If you put Question marks at the end of those questions I'll try and answer them.

Reply #5 Top

concerning refineries: I personally do not find them particukarly worth the trouble, I mean, c'mon, all you get from a single one is usually a 0.1 increase in extraction rate? this is a mere fraction of a single normal extractor and it costs quite a bunch of resources to build them, and the research is also not so cheap. no, I really prefer the other types of reserch. may not produce that huge effects, but at least I do not need to waste resources and logistcs slots for it.

ahm, for some maths. lets say you research some extraction upgrades: a 10% increase, at, say 7 sources with an average rate of 0.45, gives you .45*7*0.1 = 3,15 * 0.1 ~ 0.31. an increase of .31 units, or the equivalent of a far away extractor. still way more you get than from a refinery (granted, refinery usually give you .1 for both res., but there are still the costs)

bottom line: I'd say I'm better off researching the upgrades and use the extra slots for trade ports with whose money I can buy them.

Reply #6 Top

At the right places, you can get extraction rates of 0.4 to 0.5 (of one or both ore types, not counting the extra 30% TEC Refinery Ships can get), certainly outdoing extractors at locations of low alleigance. Remember that extractors take advantage of every single owned extractor within one phase jump of the gravity well it is located in and that each built extractor can take advantage of 3 refineries (captured ones 4). Placing them at locations with lots of phase lanes to other planets/neutral locations with extractors generates this kind of extraction rate. Like Trade Ports, Refineries ignore alleigance.
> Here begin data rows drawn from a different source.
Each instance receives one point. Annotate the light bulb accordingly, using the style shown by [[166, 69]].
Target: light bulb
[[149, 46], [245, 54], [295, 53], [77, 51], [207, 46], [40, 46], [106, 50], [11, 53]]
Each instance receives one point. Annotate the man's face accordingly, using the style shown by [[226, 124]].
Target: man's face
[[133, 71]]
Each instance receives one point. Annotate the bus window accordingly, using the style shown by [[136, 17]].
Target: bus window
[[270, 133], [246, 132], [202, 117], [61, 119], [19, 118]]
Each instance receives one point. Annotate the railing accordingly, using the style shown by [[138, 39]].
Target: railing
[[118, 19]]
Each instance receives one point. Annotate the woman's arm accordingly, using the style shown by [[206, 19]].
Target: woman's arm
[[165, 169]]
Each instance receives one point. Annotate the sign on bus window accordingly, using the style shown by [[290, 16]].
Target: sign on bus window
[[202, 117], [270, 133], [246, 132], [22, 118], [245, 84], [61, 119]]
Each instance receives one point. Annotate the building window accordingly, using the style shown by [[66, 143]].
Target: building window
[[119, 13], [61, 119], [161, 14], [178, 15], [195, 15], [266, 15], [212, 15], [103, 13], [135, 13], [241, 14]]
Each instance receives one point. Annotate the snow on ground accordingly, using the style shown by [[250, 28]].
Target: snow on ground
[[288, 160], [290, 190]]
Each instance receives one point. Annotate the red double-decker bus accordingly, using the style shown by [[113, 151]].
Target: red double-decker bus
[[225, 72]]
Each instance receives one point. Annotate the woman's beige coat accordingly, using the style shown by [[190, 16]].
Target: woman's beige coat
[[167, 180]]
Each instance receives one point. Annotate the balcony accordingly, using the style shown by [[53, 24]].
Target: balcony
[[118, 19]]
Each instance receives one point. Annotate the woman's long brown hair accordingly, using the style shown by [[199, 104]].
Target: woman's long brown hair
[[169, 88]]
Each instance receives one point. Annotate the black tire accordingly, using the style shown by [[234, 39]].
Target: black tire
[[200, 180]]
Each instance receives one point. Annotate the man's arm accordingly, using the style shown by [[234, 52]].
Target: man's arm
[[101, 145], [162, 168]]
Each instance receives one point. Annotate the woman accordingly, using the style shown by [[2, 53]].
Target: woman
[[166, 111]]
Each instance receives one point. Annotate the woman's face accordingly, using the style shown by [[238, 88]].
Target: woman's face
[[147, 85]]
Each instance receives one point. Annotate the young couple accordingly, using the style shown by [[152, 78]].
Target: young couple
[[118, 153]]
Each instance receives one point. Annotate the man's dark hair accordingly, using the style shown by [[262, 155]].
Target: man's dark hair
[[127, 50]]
They're not totally useless... but their main limiting factor is their low resource extraction rate...

Reply #7 Top

Quoting InfiniteVoid, reply 6
At the right places, you can get extraction rates of 0.4 to 0.5 (of one or both ore types, not counting the extra 30% TEC Refinery Ships can get), certainly outdoing extractors at locations of low alleigance. Remember that extractors take advantage of every single owned extractor within one phase jump of the gravity well it is located in and that each built extractor can take advantage of 3 refineries (captured ones 4). Placing them at locations with lots of phase lanes to other planets/neutral locations with extractors generates this kind of extraction rate. Like Trade Ports, Refineries ignore alleigance.
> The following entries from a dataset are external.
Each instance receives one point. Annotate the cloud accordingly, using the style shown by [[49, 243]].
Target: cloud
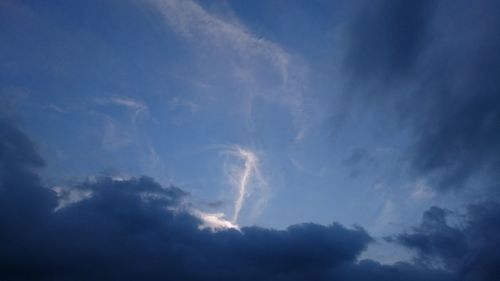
[[246, 177], [137, 108], [469, 248], [134, 228], [257, 67], [438, 74]]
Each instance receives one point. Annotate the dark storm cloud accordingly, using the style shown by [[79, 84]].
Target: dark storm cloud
[[436, 63], [136, 229], [470, 249]]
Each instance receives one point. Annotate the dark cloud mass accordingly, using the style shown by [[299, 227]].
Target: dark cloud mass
[[436, 63], [136, 229], [471, 248]]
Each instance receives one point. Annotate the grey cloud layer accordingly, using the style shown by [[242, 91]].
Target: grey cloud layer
[[436, 63]]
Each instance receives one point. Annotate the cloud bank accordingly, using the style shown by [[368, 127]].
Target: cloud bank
[[435, 65]]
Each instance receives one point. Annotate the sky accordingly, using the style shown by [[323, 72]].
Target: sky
[[249, 140]]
They're not totally useless... but their main limiting factor is their low resource extraction rate...
End of InfiniteVoid's quote

oh, I didn't it in that detail. i thought that the would exploit the ones that are there just more intensely, but if any refinery can work every extractor only like once it does explain things.

Reply #8 Top

The Trading Ports / Refineries are what make large empires practical.  When you're trying to expand out in the boonies with 30% allegience, all of a sudden trade ports / refineries are the only things that make such planets economically useful.

Back home in the 70%+ area, they're still useful, but you're right, you're much better off just upgrading extractor tech.

Reply #9 Top

No reason why you can't upgrade extractor tech AND make a refinery if you have a good spot.  Lets say you have enough credits where you are starting to buy minerals / crystal.  You are probably buying at approximately a 4-5 cr : 1 resource ratio.  If you can build a refinery that has access to 10 extractors (fairly easy to find a good spot like this on larger maps), it will bring in about 1 resource per sec, maybe more with research.  That 1 resource per sec is actually worth 4-5 credits per sec to you...or about 2-3 times what a tradeport income is worth credit wise.  So while it is more expensive to research and build, it can make you a lot more money.

Sometimes when I find a really good spot, I'll slap 3 refineries down.

If you are already overproducing resources and short on credits, they are not as valuable...but they still aren't bad.